ASTERIO TUBALDI
Cronaca

"Suolo pubblico, una maxi tegola"

Protesta dei commercianti sul regolamento per l’occupazione: "Costi alti e troppa burocrazia. È da cambiare"

La sistemazione di una pedana fuori da un locale

La sistemazione di una pedana fuori da un locale

A Recanati, sedersi a un tavolino all’aperto per gustare un caffè o un piatto di cucina locale è sempre più un privilegio non solo per i clienti, ma anche per chi quei tavolini li gestisce. Il nuovo regolamento comunale sull’occupazione del suolo pubblico, in vigore dal 2023 (amministrazione Antonio Bravi), che l’amministrazione attuale promette di rivedere, sta facendo infuriare molti esercenti del centro storico. Le lamentele riguardano soprattutto le concessioni temporanee - come quelle utilizzate in primavera e in estate per i dehors - che paradossalmente risultano più costose rispetto a quelle permanenti. "Se chiedi un’autorizzazione annuale e non te la danno, sei costretto ad accontentarti di quella stagionale e a pagare di più", lamenta un ristoratore del centro. E il paradosso è servito anche perché c’è chi ottiene la concessione per l’intero anno, e quindi paga un canone ridotto, seppur utilizza lo spazio pubblico solo nel periodo estivo. Fino all’anno scorso, inoltre, il pagamento del canone avveniva a consuntivo: prima si lavorava, poi si pagava.

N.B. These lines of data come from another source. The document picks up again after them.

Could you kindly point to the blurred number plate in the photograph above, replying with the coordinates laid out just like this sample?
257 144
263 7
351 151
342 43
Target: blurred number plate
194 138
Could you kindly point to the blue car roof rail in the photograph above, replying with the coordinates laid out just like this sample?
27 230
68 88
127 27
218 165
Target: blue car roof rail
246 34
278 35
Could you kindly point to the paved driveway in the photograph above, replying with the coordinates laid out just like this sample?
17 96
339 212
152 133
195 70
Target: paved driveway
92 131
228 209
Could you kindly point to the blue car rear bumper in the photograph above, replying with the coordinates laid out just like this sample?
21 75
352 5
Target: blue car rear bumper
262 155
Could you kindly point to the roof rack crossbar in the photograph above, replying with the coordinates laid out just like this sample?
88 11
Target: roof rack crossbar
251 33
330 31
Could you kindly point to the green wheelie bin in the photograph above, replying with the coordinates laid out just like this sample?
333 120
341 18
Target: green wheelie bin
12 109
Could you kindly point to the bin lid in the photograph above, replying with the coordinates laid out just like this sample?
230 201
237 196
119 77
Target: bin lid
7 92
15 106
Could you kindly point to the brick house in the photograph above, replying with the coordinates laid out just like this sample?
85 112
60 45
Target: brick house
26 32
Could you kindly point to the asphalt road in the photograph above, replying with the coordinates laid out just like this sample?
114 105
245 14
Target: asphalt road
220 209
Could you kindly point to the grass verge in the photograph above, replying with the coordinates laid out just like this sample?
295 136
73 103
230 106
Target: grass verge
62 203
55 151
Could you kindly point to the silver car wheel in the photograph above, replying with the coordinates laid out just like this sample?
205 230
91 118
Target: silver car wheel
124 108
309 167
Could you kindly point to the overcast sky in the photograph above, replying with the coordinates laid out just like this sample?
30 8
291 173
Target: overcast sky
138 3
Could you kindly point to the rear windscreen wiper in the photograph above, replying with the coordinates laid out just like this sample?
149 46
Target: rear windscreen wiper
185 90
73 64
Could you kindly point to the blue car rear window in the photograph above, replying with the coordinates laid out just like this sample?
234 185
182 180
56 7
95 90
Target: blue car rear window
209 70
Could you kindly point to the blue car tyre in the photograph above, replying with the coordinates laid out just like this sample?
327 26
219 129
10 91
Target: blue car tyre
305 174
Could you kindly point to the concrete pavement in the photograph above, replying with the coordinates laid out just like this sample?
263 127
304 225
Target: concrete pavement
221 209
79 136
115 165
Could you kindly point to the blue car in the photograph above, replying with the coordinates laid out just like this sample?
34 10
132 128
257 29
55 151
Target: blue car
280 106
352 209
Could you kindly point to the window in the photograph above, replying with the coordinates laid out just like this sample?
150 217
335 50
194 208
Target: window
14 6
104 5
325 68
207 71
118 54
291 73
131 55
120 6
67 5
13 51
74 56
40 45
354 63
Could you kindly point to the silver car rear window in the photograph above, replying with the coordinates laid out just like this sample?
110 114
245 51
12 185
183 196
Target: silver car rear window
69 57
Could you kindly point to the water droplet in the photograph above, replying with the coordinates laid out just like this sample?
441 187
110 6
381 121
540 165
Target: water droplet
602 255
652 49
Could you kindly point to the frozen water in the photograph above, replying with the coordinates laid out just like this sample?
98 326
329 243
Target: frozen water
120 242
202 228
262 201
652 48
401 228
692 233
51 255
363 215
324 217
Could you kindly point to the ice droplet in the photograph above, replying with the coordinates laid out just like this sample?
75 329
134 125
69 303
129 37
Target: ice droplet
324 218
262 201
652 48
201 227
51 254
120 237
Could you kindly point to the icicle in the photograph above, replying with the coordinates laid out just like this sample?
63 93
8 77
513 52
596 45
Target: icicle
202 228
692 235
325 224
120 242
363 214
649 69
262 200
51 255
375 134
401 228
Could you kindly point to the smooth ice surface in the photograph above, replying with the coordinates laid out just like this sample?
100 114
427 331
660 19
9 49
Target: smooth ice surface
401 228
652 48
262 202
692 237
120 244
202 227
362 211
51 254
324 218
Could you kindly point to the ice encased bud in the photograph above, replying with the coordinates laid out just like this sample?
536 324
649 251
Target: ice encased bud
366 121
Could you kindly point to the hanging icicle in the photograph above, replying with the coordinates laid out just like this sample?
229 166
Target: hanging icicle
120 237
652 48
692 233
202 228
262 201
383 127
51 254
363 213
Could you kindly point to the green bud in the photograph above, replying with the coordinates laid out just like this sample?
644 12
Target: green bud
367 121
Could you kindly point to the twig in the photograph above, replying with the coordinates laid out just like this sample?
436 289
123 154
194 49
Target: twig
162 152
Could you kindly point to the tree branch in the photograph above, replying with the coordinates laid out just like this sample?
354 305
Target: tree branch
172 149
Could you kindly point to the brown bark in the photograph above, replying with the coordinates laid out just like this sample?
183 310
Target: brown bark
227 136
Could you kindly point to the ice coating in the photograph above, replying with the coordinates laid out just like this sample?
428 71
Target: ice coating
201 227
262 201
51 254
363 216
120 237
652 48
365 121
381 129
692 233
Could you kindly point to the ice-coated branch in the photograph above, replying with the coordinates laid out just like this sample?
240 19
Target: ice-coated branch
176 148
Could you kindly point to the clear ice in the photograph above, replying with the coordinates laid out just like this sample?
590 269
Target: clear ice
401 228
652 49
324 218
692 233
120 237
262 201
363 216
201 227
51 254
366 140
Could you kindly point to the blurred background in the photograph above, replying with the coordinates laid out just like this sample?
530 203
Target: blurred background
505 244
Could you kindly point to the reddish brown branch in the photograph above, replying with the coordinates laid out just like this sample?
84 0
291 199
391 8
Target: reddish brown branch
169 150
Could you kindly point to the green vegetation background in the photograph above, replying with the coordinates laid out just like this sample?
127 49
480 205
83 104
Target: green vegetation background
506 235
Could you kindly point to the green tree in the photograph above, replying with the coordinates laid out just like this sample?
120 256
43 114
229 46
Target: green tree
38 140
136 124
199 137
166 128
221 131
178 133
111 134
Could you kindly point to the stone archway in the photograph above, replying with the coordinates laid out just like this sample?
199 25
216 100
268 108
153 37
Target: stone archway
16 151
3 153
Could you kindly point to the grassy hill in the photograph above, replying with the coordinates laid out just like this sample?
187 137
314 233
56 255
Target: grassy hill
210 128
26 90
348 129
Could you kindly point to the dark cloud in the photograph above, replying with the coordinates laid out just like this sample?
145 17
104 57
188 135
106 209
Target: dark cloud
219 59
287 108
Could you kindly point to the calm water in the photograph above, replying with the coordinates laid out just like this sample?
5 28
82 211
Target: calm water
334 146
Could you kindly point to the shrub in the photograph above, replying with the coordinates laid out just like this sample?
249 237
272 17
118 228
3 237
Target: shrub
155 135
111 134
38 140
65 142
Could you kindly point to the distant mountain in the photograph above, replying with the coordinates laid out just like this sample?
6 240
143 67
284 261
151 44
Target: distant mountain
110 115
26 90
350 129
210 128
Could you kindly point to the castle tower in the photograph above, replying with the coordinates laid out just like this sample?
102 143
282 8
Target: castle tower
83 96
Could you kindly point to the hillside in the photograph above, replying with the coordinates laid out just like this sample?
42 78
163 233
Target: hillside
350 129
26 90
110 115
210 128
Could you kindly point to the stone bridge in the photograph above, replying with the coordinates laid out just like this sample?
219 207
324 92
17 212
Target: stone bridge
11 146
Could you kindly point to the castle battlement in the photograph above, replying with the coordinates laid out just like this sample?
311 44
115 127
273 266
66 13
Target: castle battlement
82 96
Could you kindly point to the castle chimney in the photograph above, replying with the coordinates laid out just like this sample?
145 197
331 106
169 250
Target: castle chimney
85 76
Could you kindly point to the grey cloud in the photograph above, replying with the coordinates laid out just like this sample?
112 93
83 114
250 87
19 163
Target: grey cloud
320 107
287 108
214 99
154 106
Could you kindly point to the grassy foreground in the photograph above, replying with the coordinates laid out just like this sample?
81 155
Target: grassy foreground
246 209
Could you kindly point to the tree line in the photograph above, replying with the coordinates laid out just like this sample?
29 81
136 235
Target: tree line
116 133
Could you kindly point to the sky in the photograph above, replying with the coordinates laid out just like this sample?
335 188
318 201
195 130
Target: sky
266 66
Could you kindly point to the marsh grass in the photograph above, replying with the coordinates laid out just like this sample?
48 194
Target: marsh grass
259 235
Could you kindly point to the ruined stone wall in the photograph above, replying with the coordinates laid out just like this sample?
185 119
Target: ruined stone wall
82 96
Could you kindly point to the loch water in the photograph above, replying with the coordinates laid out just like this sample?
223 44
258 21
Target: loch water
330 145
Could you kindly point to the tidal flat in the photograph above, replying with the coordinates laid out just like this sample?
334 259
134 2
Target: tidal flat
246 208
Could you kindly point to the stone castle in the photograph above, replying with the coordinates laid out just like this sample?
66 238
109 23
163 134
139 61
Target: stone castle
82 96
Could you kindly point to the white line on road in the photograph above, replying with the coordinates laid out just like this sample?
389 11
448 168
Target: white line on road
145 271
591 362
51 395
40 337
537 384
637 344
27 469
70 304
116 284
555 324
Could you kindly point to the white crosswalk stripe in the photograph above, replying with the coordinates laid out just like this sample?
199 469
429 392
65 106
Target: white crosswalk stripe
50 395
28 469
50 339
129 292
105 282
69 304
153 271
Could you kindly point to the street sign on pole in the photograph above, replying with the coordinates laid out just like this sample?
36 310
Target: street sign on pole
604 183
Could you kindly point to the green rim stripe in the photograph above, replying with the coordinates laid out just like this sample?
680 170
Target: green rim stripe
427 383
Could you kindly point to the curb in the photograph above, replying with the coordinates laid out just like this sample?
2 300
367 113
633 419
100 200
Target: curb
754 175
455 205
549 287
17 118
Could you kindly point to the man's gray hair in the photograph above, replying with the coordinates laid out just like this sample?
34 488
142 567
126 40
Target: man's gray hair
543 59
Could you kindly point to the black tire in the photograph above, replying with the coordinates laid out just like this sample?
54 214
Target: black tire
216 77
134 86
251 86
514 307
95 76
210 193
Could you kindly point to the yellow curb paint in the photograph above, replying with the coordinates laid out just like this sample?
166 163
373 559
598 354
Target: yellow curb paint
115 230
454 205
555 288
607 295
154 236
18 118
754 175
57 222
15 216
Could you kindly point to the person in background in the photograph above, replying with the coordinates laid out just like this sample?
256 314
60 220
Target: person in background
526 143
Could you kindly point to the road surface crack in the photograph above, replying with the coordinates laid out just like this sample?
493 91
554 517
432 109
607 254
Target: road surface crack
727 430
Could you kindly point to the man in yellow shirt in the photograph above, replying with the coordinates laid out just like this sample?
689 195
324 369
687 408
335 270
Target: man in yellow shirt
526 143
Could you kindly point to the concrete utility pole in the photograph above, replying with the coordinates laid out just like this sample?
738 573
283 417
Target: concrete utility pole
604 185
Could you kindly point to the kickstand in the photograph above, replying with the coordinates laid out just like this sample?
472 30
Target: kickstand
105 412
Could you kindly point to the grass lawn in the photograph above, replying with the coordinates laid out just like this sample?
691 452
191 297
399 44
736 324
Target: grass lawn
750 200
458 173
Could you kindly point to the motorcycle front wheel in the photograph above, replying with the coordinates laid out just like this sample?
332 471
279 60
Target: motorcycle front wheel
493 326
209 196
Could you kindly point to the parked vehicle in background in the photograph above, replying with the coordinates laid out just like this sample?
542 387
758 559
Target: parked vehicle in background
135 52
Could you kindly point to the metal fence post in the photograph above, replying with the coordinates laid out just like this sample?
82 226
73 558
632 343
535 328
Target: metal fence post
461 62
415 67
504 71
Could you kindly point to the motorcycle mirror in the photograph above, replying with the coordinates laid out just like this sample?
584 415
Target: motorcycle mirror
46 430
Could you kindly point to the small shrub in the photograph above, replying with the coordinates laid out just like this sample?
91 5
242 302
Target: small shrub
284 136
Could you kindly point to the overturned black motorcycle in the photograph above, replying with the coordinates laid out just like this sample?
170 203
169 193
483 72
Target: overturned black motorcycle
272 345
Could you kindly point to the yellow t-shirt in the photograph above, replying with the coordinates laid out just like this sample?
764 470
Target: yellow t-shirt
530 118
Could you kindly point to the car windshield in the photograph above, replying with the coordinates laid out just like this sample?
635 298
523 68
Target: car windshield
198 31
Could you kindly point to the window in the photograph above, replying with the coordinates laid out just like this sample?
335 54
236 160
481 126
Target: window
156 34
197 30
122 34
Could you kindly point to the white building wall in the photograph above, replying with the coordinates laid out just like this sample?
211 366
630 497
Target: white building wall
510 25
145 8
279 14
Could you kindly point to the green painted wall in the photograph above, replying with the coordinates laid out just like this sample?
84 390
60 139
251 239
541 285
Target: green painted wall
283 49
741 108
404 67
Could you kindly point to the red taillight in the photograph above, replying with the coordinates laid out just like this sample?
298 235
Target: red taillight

"Oggi, invece – sottolinea il gestore di un pub del centro storico –, il Comune esige il pagamento anticipato e se non si salda tutto subito, niente autorizzazione. Rate? Solo per chi ha la concessione annuale e quindi chi lavora solo d’estate paga di più e deve anticipare tutto e spesso si ritrova con spese che rischiano di azzoppare la stagione prima ancora che inizi. "Io ho pagato 1.750 euro per sei mesi e mezzo, tutto anticipato, confessa un ristoratore. L’anno scorso potevo pagare a rate mentre oggi se non paghi tutto subito, non ti danno neppure il permesso. Sto spendendo quasi 7.000 euro per la pedana, più quasi 2.000 per l’autorizzazione. Così ci penalizzano e non ci aiutano". A peggiorare la situazione ci si mettono anche le limitazioni imposte dalla Sovrintendenza che spesso riduce gli spazi utilizzabili a tutela del patrimonio o, come è capitato al ristorante Skasa in via Calcagni, perché "disturbano le funzioni religiose della chiesa vicina".

I tavoli, spostati a distanza, hanno reso il servizio più complicato e meno efficiente e ora, oltre al danno, arriva anche la beffa: dover pagare di più e in anticipo per pochi tavoli e per pochi mesi. Stesso problema nella zona del Belvedere, dove anche il ristorante "A Silvia" deve affrontare condizioni poco favorevoli per l’installazione dei tavoli all’aperto. L’amministrazione si è detta disponibile a rimettere mano al regolamento riconoscendo alcune "incongruenze", ma intanto il nuovo sistema resta in vigore e i commercianti devono fare i conti con una burocrazia che sembra pensata più per complicare che per sostenere. Riusciranno a sopravvivere anche a questa stagione o sarà l’ennesimo ostacolo a un centro storico già abbastanza svuotato?